In most cases, the risk of liability for a station running a political ad is relatively low. The most likely source of liability is for some sort of defamation contained in an ad. But candidates for office are “public figures” under the NY Times v. Sullivan standard, the standard set by a Supreme Court decision finding that a public figure must meet a much higher standard of proof to justify any claim. For there to be liability, not only must a plaintiff show that the statement that he or she is complaining about is untrue, but also that the station ran the ad either knowing that it was untrue or that the station otherwise acted with “malice” – e.g. they should have known that the statements made in the ad were untrue. In most cases, a station will only have reason to believe a political ad is untrue if they were put on notice of the untruth, and they will face liability only if they continued to run the ad once they knew or should have known that it was untrue and legally damaging to the person being attacked. For there to be any sort of liability, the false claims made in the ad must be factual, not opinion. In most cases, minor inaccuracies in a statement will not lead to liability if the gist of the statement is accurate.

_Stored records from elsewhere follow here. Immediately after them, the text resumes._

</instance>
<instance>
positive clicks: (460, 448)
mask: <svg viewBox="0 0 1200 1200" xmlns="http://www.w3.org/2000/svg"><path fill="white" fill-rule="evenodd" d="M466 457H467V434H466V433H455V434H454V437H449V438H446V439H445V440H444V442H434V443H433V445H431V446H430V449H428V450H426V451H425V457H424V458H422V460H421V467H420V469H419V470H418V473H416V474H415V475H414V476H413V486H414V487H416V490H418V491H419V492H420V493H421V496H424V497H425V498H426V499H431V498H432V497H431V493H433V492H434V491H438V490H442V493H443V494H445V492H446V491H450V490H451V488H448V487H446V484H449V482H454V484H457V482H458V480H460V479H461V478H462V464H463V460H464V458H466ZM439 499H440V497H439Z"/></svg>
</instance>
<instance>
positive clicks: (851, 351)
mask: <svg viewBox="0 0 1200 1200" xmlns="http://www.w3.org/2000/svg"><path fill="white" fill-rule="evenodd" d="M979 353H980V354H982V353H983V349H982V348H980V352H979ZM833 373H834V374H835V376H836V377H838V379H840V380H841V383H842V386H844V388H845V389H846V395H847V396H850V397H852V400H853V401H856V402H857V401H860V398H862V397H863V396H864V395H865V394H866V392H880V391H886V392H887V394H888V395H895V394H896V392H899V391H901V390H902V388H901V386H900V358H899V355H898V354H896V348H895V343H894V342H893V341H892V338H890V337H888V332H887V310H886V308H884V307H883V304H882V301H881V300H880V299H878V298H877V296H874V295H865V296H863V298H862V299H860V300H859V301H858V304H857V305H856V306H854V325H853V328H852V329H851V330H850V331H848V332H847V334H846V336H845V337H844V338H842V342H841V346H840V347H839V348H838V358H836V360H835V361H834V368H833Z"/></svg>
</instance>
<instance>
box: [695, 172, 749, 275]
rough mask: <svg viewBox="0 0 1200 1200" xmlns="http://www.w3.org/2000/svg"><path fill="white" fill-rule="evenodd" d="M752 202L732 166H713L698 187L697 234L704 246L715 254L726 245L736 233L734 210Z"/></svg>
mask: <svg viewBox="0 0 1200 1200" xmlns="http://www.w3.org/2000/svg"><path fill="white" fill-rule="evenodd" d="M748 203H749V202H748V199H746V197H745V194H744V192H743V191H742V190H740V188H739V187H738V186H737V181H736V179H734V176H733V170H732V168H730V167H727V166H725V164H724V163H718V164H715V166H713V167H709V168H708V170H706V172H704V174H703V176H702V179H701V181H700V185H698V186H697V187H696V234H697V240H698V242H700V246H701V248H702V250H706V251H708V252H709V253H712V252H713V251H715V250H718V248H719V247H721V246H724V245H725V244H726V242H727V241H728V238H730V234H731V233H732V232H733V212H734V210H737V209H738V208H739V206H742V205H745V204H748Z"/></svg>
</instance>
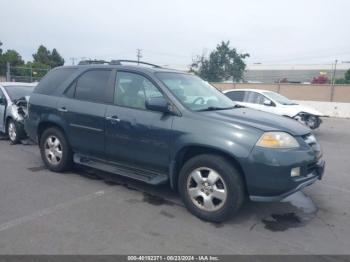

Most routine campaign claims are unlikely to lead to liability – unless they make specific claims about the character or integrity of the candidate. If a candidate is accused of some sort of personal indiscretion, a crime or specific instances of dishonesty, the station needs to be especially careful running the ad without some demonstration that the ad is true. This kind of allegation is the type that can, if false, lead to liability. But for most of the typical campaign claims about what a candidate’s election will mean for the public in the future, or some interpretation of what his or her voting record means, liability is very difficult to prove. Nevertheless, the station should ask for substantiation of any claim made in a third-party ad either when the station believes it to be untrue or when it receives a claim that statements in the ad are untrue.
Once the information supporting the ad is provided, the station must evaluate whether there is any basis for the claim. The station needs to determine whether the ad is demonstrably untrue. What is then done with the ad may call for a nuanced determination as to whether there is any real likelihood of liability, or whether the station simply is uncomfortable with the ad as prepared. In some cases, the station may just not like the ad – and it is justified in pulling the ad for those reasons alone (see, for instance, when one station in Iowa decided to refuse to run the Colbert SuperPAC ads ). Other stations may have more tolerance for risk. On close questions, where there are statements that seem to be false, and where they attack a candidate for some personal characteristics, it’s probably time to call counsel to see whether or not you should pull the ad. While liability for a broadcast station for the content of a third-party political ad is not common, it is also not unheard of – so stations need to approach this area with care.